Let $\{x_n\}$ be a sequence such that there exists a $0 < C < 1$ such that $$|x_{n+1} - x_n| \le C |x_n - x_{n-1}|.$$ Prove that $\{x_n\}$ is Cauchy. Hint: You can freely use the formula (for $C \not = 0$) $$1+C+C^2+...+C^n = \frac {1-C^{n+1}}{1-C}.$$
My attempt : $\frac {|x_{n+1} -x _n|}{|x_n - x_{n-1}|}<C$. Then, $\frac {|x_{n+1} -x _n|}{|x_n - x_{n-1}|}<1$. So, I thought that it goes to zero as $n \to \infty$ because the difference between $x_n$ and $x_{n+1}$ is getting smaller as $n \to \infty.$ But, I don't know how to use the hint in the question, and how to write the answer properly. Could you give some hint?
Two ideas are needed.
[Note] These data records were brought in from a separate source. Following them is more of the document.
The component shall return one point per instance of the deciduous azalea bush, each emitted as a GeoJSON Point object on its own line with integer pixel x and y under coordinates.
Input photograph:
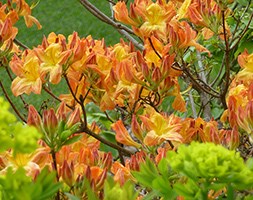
{"type": "Point", "coordinates": [165, 113]}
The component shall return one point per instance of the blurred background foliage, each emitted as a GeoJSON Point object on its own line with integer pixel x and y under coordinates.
{"type": "Point", "coordinates": [64, 17]}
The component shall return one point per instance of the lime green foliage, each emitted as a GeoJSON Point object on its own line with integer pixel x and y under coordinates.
{"type": "Point", "coordinates": [157, 179]}
{"type": "Point", "coordinates": [17, 186]}
{"type": "Point", "coordinates": [15, 135]}
{"type": "Point", "coordinates": [206, 166]}
{"type": "Point", "coordinates": [113, 191]}
{"type": "Point", "coordinates": [195, 170]}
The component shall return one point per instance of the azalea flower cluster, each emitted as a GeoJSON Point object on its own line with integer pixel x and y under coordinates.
{"type": "Point", "coordinates": [122, 79]}
{"type": "Point", "coordinates": [239, 113]}
{"type": "Point", "coordinates": [9, 15]}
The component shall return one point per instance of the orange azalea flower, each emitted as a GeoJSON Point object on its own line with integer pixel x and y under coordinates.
{"type": "Point", "coordinates": [121, 173]}
{"type": "Point", "coordinates": [122, 134]}
{"type": "Point", "coordinates": [205, 13]}
{"type": "Point", "coordinates": [24, 10]}
{"type": "Point", "coordinates": [181, 36]}
{"type": "Point", "coordinates": [28, 75]}
{"type": "Point", "coordinates": [160, 128]}
{"type": "Point", "coordinates": [7, 31]}
{"type": "Point", "coordinates": [52, 60]}
{"type": "Point", "coordinates": [146, 17]}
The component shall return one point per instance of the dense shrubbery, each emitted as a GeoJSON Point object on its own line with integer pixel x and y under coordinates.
{"type": "Point", "coordinates": [167, 115]}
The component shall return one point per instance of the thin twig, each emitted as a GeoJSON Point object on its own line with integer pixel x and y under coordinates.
{"type": "Point", "coordinates": [101, 139]}
{"type": "Point", "coordinates": [227, 64]}
{"type": "Point", "coordinates": [11, 78]}
{"type": "Point", "coordinates": [20, 44]}
{"type": "Point", "coordinates": [243, 32]}
{"type": "Point", "coordinates": [194, 112]}
{"type": "Point", "coordinates": [123, 30]}
{"type": "Point", "coordinates": [55, 97]}
{"type": "Point", "coordinates": [12, 105]}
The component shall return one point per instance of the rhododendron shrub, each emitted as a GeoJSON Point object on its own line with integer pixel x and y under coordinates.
{"type": "Point", "coordinates": [166, 113]}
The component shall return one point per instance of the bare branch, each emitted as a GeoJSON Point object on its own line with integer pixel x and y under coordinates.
{"type": "Point", "coordinates": [123, 30]}
{"type": "Point", "coordinates": [12, 105]}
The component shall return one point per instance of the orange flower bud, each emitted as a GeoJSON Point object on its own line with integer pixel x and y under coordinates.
{"type": "Point", "coordinates": [136, 129]}
{"type": "Point", "coordinates": [67, 173]}
{"type": "Point", "coordinates": [122, 134]}
{"type": "Point", "coordinates": [50, 121]}
{"type": "Point", "coordinates": [34, 118]}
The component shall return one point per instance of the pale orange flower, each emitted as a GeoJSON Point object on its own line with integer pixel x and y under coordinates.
{"type": "Point", "coordinates": [28, 75]}
{"type": "Point", "coordinates": [160, 128]}
{"type": "Point", "coordinates": [122, 134]}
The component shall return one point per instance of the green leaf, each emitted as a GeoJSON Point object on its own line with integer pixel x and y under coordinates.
{"type": "Point", "coordinates": [243, 2]}
{"type": "Point", "coordinates": [72, 139]}
{"type": "Point", "coordinates": [71, 196]}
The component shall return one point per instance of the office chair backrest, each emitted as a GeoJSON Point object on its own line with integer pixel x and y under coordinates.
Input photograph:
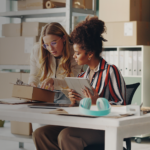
{"type": "Point", "coordinates": [130, 90]}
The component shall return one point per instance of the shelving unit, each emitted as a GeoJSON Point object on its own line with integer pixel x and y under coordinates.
{"type": "Point", "coordinates": [142, 94]}
{"type": "Point", "coordinates": [67, 12]}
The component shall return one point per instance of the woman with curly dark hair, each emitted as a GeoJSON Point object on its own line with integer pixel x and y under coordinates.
{"type": "Point", "coordinates": [105, 79]}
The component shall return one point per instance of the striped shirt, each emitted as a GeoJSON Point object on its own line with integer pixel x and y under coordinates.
{"type": "Point", "coordinates": [108, 82]}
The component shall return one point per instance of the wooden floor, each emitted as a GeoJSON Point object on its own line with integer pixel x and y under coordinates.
{"type": "Point", "coordinates": [12, 145]}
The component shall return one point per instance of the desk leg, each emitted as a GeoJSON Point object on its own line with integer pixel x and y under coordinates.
{"type": "Point", "coordinates": [113, 139]}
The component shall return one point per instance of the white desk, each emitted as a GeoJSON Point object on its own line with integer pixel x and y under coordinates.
{"type": "Point", "coordinates": [115, 129]}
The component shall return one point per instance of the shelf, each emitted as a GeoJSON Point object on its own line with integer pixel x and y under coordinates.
{"type": "Point", "coordinates": [54, 12]}
{"type": "Point", "coordinates": [21, 67]}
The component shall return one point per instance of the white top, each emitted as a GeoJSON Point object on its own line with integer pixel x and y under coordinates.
{"type": "Point", "coordinates": [59, 82]}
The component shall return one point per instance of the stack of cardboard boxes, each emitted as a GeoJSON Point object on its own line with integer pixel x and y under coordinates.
{"type": "Point", "coordinates": [127, 24]}
{"type": "Point", "coordinates": [15, 49]}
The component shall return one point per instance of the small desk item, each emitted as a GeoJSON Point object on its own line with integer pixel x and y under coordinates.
{"type": "Point", "coordinates": [77, 84]}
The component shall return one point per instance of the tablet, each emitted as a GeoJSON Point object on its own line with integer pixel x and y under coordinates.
{"type": "Point", "coordinates": [78, 84]}
{"type": "Point", "coordinates": [50, 105]}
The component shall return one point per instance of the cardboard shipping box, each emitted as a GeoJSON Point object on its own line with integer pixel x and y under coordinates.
{"type": "Point", "coordinates": [32, 28]}
{"type": "Point", "coordinates": [21, 5]}
{"type": "Point", "coordinates": [32, 93]}
{"type": "Point", "coordinates": [5, 87]}
{"type": "Point", "coordinates": [21, 128]}
{"type": "Point", "coordinates": [16, 50]}
{"type": "Point", "coordinates": [127, 33]}
{"type": "Point", "coordinates": [11, 30]}
{"type": "Point", "coordinates": [124, 10]}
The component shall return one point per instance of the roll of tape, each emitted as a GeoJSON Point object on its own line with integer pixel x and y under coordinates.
{"type": "Point", "coordinates": [49, 4]}
{"type": "Point", "coordinates": [86, 103]}
{"type": "Point", "coordinates": [102, 103]}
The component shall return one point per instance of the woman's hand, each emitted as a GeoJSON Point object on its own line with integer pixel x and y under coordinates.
{"type": "Point", "coordinates": [33, 84]}
{"type": "Point", "coordinates": [87, 94]}
{"type": "Point", "coordinates": [73, 96]}
{"type": "Point", "coordinates": [48, 84]}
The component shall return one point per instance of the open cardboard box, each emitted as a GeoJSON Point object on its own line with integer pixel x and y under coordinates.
{"type": "Point", "coordinates": [33, 93]}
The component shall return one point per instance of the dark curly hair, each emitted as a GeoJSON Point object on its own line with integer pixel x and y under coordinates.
{"type": "Point", "coordinates": [88, 34]}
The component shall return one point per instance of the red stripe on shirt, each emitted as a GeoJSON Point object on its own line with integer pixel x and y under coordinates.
{"type": "Point", "coordinates": [117, 75]}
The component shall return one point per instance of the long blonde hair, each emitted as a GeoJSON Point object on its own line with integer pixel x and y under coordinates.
{"type": "Point", "coordinates": [44, 58]}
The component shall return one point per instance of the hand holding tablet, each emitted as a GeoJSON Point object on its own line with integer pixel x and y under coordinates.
{"type": "Point", "coordinates": [77, 84]}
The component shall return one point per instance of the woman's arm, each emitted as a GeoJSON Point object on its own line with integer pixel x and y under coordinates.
{"type": "Point", "coordinates": [34, 76]}
{"type": "Point", "coordinates": [117, 87]}
{"type": "Point", "coordinates": [60, 83]}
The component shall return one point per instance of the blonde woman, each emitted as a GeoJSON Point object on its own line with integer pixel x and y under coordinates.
{"type": "Point", "coordinates": [52, 60]}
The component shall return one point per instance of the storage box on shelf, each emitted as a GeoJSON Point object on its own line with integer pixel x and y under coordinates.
{"type": "Point", "coordinates": [128, 10]}
{"type": "Point", "coordinates": [32, 28]}
{"type": "Point", "coordinates": [127, 33]}
{"type": "Point", "coordinates": [142, 76]}
{"type": "Point", "coordinates": [6, 78]}
{"type": "Point", "coordinates": [21, 128]}
{"type": "Point", "coordinates": [16, 50]}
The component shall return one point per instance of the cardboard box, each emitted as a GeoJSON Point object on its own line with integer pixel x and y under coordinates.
{"type": "Point", "coordinates": [11, 30]}
{"type": "Point", "coordinates": [127, 33]}
{"type": "Point", "coordinates": [25, 77]}
{"type": "Point", "coordinates": [21, 128]}
{"type": "Point", "coordinates": [16, 50]}
{"type": "Point", "coordinates": [32, 28]}
{"type": "Point", "coordinates": [5, 87]}
{"type": "Point", "coordinates": [32, 93]}
{"type": "Point", "coordinates": [124, 10]}
{"type": "Point", "coordinates": [21, 5]}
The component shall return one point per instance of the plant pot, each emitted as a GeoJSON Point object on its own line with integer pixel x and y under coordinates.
{"type": "Point", "coordinates": [2, 123]}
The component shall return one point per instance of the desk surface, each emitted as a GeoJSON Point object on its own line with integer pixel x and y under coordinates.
{"type": "Point", "coordinates": [25, 114]}
{"type": "Point", "coordinates": [115, 129]}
First the difference $x_n-x_{n-1}$ tends to $0$. This is an immediate consequence of the inequality given in question. Just apply it recursively to get $$|x_n-x_{n-1}|\leq C^{n-2}|x_2-x_1|$$ and you are done.
The next idea deals with the hint given in question. Let $p$ be a positive integer then $$|x_{n+p} - x_n|\leq \sum_{i=1}^{p}|x_{i+n}-x_{i-1+n}|\\\leq (1+C+C^2+\dots+C^{p-1})|x_{n+1}-x_n|<\frac{|x_{n+1}-x_n|}{1-C}$$ Now it should be obvious that $\{x_n\} $ is Cauchy as RHS tends to $0$.